Взвалив на себя целую гору – чемоданы, одеяла, портплед, приемник, книги, теннисную ракетку, гитару, – обвешанный ими со всех сторон, как вьючная лошадь, и, как вьючная лошадь, устойчивый, сильный и безропотный, он вел меня по городу, все время что-то пел и болтал. «С дороги! – гаркнул он любопытному псу. – Via, via, [63]сукин сын! Дорогу американцам!» Безумный голос его, резкий, как грохот камней, разносился под арками и над коньками крыш; он пел дикие песни, выкрикивал непонятные слова, воздух празднично искрился брызгами его слюны. Потом я велел ему остановиться и замолчать: в конце какого-то темного проулка стоял Мейсон с Розмари, откуда-то слышался механический рев, бас-профундо (передвижной генератор, сообразил я потом, один из тех, что таскали за собой по всему итальянскому ландшафту киношники), и два голоса – мужской, хриплый и злой, и женский, тревожный, умоляющий, – надрывались, чтобы перекричать этот рев.
– Я не говорила, Булка, – оправдывалась она.
– Врешь! Врешь! – кричал он. – Ты намекала, сука.
– Это нечаянно, дорогой. Я только хотела…
– Намекала!
– Булка, дорогой, выслушай, пожалуйста… – умоляла она.
– Нет, ты выслушаешь! Моя половая жизнь тебя не касается! Хочешь, пой, хочешь, вой, понятно? – Несколько слов утонуло в железном реве машины. – …запомни раз и навсегда, если я захочу с кем-нибудь… – ррах-ррах-ррах-ррах, – …я буду спать, с кем…
– Дорогой!
Слов я больше не услышал.

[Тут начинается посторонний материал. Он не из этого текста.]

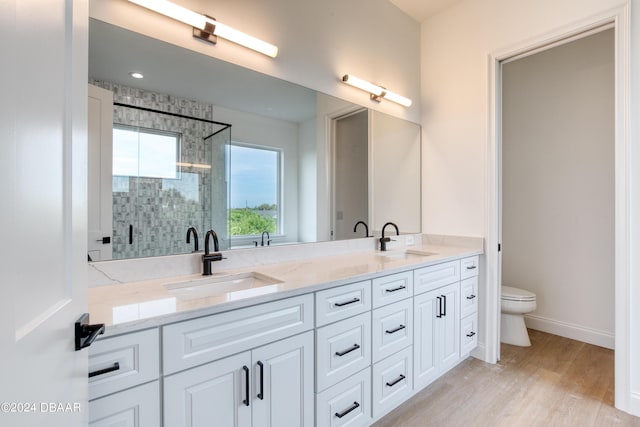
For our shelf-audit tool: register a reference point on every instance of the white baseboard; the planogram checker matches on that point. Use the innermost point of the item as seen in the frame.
(569, 330)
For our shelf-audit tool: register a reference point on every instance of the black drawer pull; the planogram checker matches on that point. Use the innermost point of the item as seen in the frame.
(246, 385)
(351, 408)
(115, 367)
(261, 394)
(396, 381)
(347, 351)
(393, 331)
(340, 304)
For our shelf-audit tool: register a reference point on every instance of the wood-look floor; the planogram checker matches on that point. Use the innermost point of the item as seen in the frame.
(555, 382)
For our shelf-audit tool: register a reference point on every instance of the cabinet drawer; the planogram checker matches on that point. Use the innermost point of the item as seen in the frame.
(194, 342)
(468, 334)
(136, 407)
(392, 382)
(469, 267)
(389, 289)
(346, 403)
(392, 327)
(435, 276)
(343, 349)
(123, 361)
(345, 301)
(468, 296)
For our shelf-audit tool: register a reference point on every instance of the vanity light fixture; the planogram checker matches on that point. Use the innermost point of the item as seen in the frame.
(377, 92)
(207, 28)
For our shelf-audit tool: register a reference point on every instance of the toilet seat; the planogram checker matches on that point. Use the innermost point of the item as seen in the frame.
(516, 294)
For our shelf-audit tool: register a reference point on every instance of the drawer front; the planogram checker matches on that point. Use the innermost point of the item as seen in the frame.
(198, 341)
(123, 361)
(432, 277)
(345, 301)
(392, 327)
(468, 296)
(342, 349)
(135, 407)
(468, 334)
(389, 289)
(392, 382)
(469, 267)
(346, 403)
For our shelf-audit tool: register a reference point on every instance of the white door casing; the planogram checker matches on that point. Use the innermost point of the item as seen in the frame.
(100, 166)
(43, 380)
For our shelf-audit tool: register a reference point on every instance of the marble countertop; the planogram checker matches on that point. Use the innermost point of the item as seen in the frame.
(127, 307)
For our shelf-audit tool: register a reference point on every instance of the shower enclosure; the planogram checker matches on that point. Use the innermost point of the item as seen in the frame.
(170, 172)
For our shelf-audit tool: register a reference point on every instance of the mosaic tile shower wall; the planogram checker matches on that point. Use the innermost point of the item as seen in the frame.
(160, 210)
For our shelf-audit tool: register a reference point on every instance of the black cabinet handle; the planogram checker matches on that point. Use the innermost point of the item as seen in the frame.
(341, 304)
(393, 331)
(246, 385)
(444, 304)
(347, 351)
(86, 334)
(115, 367)
(351, 408)
(396, 381)
(261, 394)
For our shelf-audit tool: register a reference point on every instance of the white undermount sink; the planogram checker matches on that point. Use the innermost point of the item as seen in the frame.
(234, 286)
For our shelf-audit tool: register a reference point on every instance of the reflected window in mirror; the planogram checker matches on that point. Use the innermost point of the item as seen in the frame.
(254, 192)
(149, 153)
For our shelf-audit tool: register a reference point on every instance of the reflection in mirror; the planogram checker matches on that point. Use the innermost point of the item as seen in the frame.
(250, 154)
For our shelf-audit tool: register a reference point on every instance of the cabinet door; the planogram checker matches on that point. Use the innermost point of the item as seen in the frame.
(449, 327)
(426, 308)
(283, 383)
(135, 407)
(212, 394)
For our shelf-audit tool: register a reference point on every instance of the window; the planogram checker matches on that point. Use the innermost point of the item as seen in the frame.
(139, 152)
(254, 190)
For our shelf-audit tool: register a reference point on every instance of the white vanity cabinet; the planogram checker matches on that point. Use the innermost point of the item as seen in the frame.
(436, 322)
(469, 305)
(242, 367)
(124, 388)
(271, 386)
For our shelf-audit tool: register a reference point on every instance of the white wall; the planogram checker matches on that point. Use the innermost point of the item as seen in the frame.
(307, 181)
(455, 53)
(319, 41)
(558, 186)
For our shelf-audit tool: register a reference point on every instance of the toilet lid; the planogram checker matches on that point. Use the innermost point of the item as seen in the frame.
(516, 294)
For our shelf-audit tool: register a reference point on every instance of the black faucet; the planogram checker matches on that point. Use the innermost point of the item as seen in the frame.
(190, 231)
(207, 258)
(384, 240)
(268, 237)
(366, 228)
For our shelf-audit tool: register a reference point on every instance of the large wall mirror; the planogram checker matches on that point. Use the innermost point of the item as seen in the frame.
(202, 143)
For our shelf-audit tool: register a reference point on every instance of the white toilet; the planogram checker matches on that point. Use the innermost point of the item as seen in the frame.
(514, 304)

В тот самый миг, когда его длинная рука в парче взлетела к ее лицу, машинный рев как отрезало, и во внезапной пустоте раздался мясной шлепок, рассыпался по проулку множеством больных отголосков, которые, мне показалось, долго не могли затихнуть и улечься. Я быстро отступил, ожидая плача, хныканья, но не услышал ни звука. И тогда, как соглядатай, незаметно, со стыдом, заторопился дальше, а за мной вприпрыжку рвань-Саверио. мой порченый, похотливый даровитый Папагено. [64]
В «Белла висте», не раздевшись и не умывшись, я повалился на кровать, но мне мешала уснуть картина, под которой скрылась целая панель стены. Ее мне указал Ветергаз – хозяин гостиницы, итальянский швейцарец, моложавый румяный господин с мягкой ладошкой и двойным подбородком, медоточивый, надутый, как его фамилия, и, по первому впечатлению, совершенно невыносимый, – он встретил меня в дверях напевными английскими восклицаниями, а затем грозным взглядом и итальянским ругательством, обнаружив шепелявость на обоих языках, прогнал Саверио и повел меня наверх, рассыпаясь в бонсуарах и гутенабендах [65]перед жильцами и в подобострастных загадочных извинениях – передо мной.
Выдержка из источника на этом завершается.